Helene spoke once while we poked through the wreckage the next "day."

She said: "I've found the rest of the welding torch. It works." She didn't have to. I could see the cloud of steam from half a mile away.

When we returned to the tractor she took off her helmet and went through the motions without any hesitation, but obviously without feeling any more than I did—just the slightly damp contact of cold lips.

"I'm not tired," she said, "I'll start driving." She put on her helmet and climbed down through the airlock.

I hung up my helmet and started to peel off the rest of my suit, then stopped and went to the forward window. I tried to imagine a certain amount of grace in the movements as she clambered up the side of the cab and got in through the hole I'd cut in the crumpled roof. But I've never known anybody who could move gracefully in a space suit.

Except Mary.

Helene was not graceful. Not even a little.

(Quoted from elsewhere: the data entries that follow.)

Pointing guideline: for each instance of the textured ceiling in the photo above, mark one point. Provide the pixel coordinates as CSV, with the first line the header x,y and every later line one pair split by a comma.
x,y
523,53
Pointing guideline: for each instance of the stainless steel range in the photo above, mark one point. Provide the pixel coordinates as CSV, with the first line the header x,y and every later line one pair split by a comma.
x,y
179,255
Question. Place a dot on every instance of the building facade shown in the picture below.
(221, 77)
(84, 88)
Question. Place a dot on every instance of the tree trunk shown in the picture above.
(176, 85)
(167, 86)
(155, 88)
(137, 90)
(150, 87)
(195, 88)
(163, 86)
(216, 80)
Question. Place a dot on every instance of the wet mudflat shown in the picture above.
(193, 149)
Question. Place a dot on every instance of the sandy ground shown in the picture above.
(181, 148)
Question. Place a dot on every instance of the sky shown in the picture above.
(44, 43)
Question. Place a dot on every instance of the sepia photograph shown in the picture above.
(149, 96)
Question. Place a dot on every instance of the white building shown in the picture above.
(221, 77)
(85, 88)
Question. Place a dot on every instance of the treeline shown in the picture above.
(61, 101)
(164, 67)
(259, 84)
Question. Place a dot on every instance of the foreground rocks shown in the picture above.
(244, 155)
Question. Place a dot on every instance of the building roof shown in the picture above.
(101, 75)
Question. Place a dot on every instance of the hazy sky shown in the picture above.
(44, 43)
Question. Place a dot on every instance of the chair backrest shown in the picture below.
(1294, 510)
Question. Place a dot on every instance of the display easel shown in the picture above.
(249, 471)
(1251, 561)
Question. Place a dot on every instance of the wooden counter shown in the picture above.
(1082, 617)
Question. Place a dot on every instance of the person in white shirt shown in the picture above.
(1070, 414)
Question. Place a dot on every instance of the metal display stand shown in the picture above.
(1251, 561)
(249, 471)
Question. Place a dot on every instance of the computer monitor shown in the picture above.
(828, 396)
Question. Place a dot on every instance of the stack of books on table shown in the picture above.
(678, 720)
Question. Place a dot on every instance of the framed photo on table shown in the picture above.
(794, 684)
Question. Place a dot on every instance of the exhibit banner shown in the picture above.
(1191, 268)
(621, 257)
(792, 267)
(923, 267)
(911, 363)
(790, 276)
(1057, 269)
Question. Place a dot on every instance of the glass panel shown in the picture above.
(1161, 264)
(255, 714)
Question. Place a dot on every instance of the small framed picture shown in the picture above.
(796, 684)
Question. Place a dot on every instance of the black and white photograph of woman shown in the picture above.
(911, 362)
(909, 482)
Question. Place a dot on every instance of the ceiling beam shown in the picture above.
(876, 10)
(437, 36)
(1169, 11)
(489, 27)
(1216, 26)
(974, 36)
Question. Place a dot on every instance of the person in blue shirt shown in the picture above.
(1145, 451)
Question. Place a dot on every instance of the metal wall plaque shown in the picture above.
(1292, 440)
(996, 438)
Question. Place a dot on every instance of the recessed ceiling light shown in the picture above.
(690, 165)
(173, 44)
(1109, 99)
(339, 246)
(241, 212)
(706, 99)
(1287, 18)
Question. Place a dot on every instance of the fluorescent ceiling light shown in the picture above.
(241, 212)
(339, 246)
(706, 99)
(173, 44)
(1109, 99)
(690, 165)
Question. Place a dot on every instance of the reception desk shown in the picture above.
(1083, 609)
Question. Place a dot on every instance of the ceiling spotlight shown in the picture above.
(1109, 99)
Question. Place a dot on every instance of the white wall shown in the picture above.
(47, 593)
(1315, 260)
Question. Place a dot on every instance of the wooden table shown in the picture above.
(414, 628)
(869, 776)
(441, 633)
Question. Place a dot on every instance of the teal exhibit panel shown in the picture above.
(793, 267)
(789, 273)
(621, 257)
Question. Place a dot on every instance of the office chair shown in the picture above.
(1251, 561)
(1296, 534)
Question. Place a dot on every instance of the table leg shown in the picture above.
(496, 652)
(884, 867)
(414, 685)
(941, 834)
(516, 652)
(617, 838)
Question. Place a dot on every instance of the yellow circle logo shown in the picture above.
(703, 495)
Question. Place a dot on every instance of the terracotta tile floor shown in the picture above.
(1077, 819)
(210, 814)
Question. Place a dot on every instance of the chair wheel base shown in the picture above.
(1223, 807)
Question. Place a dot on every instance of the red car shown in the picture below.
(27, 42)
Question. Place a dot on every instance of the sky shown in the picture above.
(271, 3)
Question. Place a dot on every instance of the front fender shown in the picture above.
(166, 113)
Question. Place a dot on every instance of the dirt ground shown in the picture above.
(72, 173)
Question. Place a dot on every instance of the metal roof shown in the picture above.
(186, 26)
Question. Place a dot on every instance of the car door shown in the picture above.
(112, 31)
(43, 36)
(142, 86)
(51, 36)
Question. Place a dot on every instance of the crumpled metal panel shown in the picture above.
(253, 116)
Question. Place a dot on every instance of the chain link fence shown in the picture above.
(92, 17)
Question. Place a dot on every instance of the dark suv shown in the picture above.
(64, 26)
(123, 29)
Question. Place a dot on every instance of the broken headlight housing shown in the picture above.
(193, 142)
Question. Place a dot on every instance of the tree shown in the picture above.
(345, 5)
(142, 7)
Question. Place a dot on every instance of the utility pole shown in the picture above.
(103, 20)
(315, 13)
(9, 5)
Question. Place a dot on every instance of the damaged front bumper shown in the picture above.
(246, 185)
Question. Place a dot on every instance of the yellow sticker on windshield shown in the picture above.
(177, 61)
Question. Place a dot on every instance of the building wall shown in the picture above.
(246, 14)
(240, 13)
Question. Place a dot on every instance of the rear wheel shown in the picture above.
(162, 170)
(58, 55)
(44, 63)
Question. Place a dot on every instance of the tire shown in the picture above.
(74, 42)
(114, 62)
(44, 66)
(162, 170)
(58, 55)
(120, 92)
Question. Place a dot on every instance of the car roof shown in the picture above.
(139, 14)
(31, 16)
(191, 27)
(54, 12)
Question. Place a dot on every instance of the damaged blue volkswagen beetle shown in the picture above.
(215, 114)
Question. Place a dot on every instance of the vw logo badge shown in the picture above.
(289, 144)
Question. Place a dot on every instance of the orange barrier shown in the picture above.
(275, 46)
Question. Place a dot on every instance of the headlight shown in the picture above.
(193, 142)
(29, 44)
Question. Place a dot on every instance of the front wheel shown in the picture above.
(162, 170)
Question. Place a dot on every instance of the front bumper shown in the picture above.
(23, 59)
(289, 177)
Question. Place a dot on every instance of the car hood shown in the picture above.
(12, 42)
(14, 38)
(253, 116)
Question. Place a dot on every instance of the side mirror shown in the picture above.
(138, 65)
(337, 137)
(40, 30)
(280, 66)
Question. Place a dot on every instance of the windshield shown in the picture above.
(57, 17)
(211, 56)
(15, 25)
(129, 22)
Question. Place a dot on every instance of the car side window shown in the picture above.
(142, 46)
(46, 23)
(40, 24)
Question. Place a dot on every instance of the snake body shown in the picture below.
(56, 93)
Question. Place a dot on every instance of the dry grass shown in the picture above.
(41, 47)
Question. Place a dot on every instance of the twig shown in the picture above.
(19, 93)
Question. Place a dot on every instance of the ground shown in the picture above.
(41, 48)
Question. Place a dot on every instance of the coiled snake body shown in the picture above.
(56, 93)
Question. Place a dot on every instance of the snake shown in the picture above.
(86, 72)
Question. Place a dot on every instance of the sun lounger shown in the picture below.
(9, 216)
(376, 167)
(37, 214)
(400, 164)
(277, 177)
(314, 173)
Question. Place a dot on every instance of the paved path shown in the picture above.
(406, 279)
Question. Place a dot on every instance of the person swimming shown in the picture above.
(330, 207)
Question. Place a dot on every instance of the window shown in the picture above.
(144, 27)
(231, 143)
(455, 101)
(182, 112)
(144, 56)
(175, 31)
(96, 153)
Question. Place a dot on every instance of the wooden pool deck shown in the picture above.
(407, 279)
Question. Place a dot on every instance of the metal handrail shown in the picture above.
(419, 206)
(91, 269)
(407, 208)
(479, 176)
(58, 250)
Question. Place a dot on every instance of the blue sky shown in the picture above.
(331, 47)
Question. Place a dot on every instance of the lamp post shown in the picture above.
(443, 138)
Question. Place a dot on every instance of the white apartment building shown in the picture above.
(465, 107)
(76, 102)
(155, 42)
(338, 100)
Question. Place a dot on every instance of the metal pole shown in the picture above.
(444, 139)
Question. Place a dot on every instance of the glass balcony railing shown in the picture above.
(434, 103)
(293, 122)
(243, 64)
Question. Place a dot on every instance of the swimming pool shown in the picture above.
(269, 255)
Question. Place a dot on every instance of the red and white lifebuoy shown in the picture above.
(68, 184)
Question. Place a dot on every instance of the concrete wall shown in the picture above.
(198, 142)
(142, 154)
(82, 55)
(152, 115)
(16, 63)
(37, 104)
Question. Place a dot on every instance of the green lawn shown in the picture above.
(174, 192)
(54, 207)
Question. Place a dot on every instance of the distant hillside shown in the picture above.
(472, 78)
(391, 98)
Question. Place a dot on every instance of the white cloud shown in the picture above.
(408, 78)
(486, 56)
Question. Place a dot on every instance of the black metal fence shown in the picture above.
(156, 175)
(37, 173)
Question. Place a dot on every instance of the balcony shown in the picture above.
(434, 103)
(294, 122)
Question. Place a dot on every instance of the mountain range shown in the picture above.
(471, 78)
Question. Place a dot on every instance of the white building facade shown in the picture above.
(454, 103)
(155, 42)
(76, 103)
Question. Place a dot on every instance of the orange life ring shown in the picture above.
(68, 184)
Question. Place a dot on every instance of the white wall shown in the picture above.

I watched her start the engine and warm it carefully, constantly checking the instruments. There isn't much that can go wrong with a closed-cycle mercury vapor atomic, even when the reaction is catalytically maintained to keep size and weight down. But if anything did go wrong, it would probably stay wrong. We didn't have any spare mercury.

After we'd been moving for about fifteen minutes, I went aft and checked the 'dozer. It was riding nicely at the end of a towbar that had been designed to pull the trailer it was supposed to have ridden on. If it would just stay there—

I watched for a while, then finished peeling off my suit and crawled into my bunk.